In brief, true freedom is living virtuously within proper boundaries. The best life is not one in which we naively follow our desires to the detriment of ourselves or others. The best government is not one that forces society to applaud the desire-based decisions of others. No, the best society is one in which we practice our freedom within the bounds of God’s universal moral law and encourage others to do the same.


A return to a classical understanding of human nature

Finally, to renew our public culture by restoring a proper view of freedom, we must return to a more classical view of human beings. A human being is more than the sum total of his desires. He is higher than the animals who, lacking a moral compass and a higher calling, are slaves to their instincts. He is not an evolved amoeba but a moral agent.

Societies in every era of civilization, among every world religion, through myriad philosophies of life, have ascribed to a higher view of human nature than is now preeminent in America. The Graeco-Roman tradition believed that human beings transcended the animal world through rational capacities and moral wherewithal; thus, Socrates declared that the unexamined life is not worth living. The Muslim tradition, as exemplified in the Quranic concept of “Karamah Il-Insaan,” teaches that human beings transcend the rest of creation in their ability to submit to God; thus, each human being should be valued unconditionally. Other examples could be provided, ad infinitum.

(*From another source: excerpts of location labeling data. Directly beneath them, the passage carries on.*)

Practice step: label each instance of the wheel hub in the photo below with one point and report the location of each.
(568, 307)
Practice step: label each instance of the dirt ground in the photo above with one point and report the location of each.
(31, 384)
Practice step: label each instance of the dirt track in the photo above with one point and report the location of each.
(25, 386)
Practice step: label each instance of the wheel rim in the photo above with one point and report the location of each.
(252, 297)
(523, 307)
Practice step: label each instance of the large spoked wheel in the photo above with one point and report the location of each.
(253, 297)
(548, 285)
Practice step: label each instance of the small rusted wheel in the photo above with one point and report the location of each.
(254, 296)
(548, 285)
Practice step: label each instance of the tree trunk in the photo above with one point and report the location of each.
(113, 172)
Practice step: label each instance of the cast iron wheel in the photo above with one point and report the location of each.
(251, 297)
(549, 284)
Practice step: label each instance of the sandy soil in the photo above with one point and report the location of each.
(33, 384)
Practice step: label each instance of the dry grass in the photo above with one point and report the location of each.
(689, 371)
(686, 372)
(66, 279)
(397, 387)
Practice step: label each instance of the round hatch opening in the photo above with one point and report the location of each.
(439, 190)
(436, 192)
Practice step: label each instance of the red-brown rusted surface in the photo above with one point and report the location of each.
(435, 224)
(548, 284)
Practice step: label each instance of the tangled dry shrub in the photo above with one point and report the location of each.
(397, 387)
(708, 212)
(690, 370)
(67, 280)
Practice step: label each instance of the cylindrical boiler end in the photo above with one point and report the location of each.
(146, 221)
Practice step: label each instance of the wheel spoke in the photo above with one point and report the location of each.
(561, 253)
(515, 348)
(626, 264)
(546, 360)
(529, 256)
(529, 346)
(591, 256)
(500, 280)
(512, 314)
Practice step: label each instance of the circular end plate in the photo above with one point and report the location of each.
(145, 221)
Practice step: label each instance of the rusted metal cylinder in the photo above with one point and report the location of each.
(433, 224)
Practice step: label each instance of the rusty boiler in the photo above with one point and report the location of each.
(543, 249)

The Christian tradition, however, provides the fullest understanding of human beings through biblical teaching that human beings are created in the image and likeness of God (Genesis 1:27). This doctrine entails a great dignity and a great humility. Our great dignity is that we are like God; unlike animals, we can know and love God, give reasoned arguments, and follow the dictates of our conscience. Conversely, our great humility is that we are not God and thus do not have permission to follow our hearts or do whatever we please. Instead, we are created with predetermined bodies and a preestablished moral law to which we should align our consciences.


A nation in need of spiritual awakening

In two years, the United States of America will celebrate the 250th anniversary of the Declaration of Independence. Corporately, we have turned our backs not only on God’s special revelation in Christ but also on His general revelation through the moral law. Therefore, any restoration of our nation’s soul will take an act of God, mediated through the obedience of His people.

So, we pray for God to do what only He can: revive our nation spiritually. And we determine to do what only we can on the human side of the equation: elect whichever officials are most likely to keep godless agendas at bay over the next four years, critique the moral vulgarity and insanity of our age, and persuade our neighbors of the goodness of God and His law. These imperatives represent a challenge of epic proportions, too big for us but not too big for our God. May He have mercy on us and restore the soul of our nation.